The battery pack is now hidden under the stairs. The lights for upstairs run through holes drilled along the wall at the top of the stairs. I didn't lengthen them, because I have no idea where they're going yet. I think progress will go much faster now that the lighting problem is solved.

Monday, March 2, 2009

Lighting Challenges

I want lights in the White Orchid, but I don't want to have to tether it to a cord, so I got some of those battery-operated lights sold in floral departments. They're used to add sparkle to flower arrangements. There are 10 lights, hooked up octopus style to two AA batteries. After thinking about it for a very long time, I finally decided to put the battery pack outside, run five lights for the ground floor under the floor, and pop them up through the floor.

I wasn't sure how the lights would work on the upper floor. I don't even know what lights I want to have up there, in the living quarters. I figured I could run the wires up the backside of the oven wall and worry about the rest later. Today was the day to do it, after I made the pink contractor's foam base.

The top photo shows the battery pack outside. The second photo shows a cover I made to go over the battery pack. The house is in the woods, so the landscaping will be some nice rich earth, pebbles, lichen, shade-loving flowers, etc. After working on all of this for hours, I didn't like it. It was too awkward.

So, I changed my mind and put the battery pack inside!

The downstairs lights will run under the floor and the upstairs lights ... well, the wires will run up that slanted channel, but I'm not sure where they'll go from there. I may run them along the ceiling instead of running them all the way upstairs.

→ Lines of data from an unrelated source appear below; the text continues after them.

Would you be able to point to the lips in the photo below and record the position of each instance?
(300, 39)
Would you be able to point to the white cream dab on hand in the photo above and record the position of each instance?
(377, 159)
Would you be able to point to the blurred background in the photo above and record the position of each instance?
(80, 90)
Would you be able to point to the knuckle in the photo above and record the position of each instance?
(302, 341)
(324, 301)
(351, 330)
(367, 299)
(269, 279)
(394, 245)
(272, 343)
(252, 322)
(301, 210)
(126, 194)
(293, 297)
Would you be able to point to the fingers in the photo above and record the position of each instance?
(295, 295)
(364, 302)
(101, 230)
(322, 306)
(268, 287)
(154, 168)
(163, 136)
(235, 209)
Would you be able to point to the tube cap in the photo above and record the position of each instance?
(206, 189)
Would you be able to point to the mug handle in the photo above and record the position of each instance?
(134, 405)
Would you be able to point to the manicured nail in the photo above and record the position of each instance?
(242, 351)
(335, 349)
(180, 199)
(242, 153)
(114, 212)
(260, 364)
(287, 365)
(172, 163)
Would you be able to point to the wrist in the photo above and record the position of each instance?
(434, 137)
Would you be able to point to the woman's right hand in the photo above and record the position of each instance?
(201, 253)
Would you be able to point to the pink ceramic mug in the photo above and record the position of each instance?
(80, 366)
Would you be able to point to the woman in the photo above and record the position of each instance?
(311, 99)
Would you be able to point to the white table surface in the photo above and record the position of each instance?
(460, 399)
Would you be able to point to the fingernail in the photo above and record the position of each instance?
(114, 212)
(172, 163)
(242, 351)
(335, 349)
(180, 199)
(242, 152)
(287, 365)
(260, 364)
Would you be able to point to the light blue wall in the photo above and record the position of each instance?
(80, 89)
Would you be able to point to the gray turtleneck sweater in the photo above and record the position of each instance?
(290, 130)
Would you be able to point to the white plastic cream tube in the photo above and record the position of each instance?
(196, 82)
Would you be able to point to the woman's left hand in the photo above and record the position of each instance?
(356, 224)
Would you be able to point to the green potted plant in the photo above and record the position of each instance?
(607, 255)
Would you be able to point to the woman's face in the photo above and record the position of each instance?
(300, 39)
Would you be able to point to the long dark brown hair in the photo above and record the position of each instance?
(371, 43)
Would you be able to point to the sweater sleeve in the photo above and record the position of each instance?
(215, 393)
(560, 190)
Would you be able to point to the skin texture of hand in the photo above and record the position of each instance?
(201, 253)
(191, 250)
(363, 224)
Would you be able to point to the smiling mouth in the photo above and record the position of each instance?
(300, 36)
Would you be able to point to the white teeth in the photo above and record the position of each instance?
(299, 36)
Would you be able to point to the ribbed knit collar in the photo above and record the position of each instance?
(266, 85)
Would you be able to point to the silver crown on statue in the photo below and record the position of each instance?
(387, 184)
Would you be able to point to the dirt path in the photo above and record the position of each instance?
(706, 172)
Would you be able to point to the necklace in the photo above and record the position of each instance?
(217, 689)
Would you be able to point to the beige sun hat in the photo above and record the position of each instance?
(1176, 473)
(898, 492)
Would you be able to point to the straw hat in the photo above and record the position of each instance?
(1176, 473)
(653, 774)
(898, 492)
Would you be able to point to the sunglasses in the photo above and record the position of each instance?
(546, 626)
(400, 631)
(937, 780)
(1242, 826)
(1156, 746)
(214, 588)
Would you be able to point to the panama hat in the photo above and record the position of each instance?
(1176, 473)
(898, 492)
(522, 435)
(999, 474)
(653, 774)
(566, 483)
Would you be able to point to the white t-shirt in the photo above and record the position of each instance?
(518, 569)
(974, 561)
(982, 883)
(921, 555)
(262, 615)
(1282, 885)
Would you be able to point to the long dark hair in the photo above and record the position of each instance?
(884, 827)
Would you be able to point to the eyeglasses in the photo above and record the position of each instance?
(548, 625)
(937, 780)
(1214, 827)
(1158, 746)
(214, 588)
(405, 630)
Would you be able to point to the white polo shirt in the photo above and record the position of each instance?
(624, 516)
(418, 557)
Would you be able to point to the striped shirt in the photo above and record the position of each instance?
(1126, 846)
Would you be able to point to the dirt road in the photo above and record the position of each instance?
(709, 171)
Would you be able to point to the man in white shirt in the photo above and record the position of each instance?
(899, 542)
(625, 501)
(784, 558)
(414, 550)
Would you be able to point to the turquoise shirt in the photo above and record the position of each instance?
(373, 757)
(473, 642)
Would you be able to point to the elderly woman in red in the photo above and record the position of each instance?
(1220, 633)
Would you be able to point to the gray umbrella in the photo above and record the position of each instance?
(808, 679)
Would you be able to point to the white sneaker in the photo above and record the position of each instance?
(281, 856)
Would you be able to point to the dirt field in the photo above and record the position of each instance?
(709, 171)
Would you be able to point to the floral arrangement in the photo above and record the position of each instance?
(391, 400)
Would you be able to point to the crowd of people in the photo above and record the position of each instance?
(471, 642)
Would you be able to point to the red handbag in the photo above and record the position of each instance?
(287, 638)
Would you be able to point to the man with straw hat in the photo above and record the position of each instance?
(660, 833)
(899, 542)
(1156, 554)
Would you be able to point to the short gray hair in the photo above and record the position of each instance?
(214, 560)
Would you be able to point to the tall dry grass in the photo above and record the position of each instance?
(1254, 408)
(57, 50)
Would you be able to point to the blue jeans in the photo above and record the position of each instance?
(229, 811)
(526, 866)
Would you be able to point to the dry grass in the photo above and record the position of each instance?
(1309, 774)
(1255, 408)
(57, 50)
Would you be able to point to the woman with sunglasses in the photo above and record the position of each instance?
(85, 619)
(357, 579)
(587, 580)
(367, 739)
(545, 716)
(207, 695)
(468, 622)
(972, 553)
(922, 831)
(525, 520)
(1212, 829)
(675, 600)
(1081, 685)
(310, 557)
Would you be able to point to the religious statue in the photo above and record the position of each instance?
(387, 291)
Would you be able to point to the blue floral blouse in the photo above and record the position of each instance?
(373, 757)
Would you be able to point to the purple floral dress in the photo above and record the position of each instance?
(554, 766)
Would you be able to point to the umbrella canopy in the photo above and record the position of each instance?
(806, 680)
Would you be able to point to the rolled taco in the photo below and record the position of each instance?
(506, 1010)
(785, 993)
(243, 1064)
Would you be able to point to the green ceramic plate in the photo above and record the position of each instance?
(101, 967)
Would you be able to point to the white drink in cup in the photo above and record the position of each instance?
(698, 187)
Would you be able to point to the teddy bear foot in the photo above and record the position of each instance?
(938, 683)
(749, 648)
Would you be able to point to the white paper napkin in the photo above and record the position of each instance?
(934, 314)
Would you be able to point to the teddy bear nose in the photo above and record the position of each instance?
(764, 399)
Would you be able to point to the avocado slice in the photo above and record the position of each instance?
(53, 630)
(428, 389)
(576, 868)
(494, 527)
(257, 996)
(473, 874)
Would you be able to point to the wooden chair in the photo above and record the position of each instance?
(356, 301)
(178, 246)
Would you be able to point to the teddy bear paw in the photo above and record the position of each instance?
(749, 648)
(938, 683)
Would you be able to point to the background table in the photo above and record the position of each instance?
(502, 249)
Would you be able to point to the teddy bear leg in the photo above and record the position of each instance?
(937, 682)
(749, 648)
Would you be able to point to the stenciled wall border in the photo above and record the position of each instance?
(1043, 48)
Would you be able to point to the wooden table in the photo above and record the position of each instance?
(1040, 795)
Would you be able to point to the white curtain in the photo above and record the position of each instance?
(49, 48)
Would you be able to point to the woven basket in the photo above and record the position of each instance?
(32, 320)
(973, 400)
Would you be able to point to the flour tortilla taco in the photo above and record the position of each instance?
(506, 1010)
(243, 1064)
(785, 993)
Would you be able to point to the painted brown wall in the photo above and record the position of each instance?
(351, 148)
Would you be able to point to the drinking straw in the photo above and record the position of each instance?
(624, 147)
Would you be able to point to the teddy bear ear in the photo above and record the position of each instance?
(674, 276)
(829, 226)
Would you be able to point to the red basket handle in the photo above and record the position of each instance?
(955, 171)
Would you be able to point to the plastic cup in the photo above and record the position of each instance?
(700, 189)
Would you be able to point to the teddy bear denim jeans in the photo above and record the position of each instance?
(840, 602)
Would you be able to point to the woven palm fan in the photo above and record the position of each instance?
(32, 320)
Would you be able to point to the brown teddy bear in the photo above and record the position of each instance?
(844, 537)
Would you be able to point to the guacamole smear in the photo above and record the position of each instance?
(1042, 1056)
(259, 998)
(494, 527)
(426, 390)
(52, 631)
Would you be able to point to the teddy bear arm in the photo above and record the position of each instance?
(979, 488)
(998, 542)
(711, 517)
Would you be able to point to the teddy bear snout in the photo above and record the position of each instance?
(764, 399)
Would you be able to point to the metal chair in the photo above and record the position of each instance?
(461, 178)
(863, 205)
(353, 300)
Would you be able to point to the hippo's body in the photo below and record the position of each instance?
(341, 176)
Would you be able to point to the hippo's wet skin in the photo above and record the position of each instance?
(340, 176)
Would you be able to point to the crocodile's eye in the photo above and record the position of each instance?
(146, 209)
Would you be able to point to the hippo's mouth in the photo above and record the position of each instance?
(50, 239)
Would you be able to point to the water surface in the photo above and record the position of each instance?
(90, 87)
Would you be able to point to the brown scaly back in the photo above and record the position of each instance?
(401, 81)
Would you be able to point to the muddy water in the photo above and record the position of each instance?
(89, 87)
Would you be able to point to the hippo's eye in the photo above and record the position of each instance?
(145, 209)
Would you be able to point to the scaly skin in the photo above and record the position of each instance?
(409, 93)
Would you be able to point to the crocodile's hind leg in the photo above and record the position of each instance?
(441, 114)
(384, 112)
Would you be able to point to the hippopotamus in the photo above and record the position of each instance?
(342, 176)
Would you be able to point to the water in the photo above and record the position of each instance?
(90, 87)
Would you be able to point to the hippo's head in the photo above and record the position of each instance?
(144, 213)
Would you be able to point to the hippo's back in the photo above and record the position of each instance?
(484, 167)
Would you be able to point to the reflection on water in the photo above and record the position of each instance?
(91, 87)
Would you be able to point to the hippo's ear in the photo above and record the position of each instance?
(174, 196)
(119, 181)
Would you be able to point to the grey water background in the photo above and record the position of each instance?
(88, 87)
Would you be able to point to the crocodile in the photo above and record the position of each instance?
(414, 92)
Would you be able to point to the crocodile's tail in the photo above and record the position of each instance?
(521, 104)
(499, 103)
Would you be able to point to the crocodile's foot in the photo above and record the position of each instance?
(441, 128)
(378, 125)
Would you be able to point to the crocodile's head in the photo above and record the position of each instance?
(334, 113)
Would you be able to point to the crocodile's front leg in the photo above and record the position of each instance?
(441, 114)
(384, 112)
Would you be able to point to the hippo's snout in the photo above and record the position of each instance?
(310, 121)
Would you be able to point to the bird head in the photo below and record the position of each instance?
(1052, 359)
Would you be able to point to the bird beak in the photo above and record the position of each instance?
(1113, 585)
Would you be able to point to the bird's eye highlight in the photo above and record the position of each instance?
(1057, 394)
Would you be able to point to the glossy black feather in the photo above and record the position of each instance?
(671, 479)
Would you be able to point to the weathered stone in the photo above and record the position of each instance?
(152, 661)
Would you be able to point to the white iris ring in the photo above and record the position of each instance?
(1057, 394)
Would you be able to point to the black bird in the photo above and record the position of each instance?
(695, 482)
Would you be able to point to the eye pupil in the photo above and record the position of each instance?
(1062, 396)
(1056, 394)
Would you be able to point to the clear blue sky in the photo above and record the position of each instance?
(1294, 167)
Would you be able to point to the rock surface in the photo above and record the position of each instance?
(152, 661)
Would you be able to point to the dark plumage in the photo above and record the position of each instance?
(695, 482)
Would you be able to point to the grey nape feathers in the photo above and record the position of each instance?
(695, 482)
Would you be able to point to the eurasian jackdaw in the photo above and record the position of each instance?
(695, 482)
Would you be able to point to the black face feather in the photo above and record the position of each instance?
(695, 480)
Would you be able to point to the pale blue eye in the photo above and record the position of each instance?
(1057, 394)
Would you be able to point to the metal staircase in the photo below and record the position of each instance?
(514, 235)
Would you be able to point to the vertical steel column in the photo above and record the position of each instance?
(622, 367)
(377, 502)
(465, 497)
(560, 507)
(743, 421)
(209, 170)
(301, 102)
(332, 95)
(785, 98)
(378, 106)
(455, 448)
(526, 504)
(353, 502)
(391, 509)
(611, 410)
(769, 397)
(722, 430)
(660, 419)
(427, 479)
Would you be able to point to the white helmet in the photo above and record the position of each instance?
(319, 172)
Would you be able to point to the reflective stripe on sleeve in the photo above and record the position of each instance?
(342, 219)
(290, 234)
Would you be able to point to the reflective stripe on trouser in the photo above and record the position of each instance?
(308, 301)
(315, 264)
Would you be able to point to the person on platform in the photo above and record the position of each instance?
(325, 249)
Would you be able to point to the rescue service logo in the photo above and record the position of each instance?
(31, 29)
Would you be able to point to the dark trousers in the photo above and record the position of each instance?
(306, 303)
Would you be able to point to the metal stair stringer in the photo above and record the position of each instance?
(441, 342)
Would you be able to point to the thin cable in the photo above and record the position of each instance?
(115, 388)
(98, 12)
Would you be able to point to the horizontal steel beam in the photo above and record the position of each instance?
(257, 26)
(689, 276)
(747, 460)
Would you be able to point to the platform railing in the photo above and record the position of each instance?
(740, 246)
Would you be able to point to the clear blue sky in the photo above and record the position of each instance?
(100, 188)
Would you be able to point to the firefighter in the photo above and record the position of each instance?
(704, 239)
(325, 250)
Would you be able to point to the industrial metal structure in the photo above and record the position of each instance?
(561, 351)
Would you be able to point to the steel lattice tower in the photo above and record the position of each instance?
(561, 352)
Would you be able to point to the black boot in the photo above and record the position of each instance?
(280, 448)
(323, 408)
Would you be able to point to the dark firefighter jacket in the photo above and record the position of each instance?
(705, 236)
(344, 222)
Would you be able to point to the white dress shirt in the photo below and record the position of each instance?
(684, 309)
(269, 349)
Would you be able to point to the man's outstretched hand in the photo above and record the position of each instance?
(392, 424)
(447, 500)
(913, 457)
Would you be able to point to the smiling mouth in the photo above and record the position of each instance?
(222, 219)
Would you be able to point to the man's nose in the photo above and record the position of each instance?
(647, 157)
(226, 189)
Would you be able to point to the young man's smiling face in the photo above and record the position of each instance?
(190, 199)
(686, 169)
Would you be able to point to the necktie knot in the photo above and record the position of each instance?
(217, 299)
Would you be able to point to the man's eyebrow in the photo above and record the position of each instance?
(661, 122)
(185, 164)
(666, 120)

In order to be able to work the little lever on the battery pack to turn the lights on and off, I had to do some surgery on the oven wall. Now the bottom steps and the end of the unit are glued together and can slide out of the way for access to the lever. The entire oven wall will remain unattached, so it can pivot out when the batteries need to be changed, but it won't have to be moved to operate the lights.

I thought this was a good time to stop working. I'm going to have to lengthen the wires on several of the lights before I go any further with this.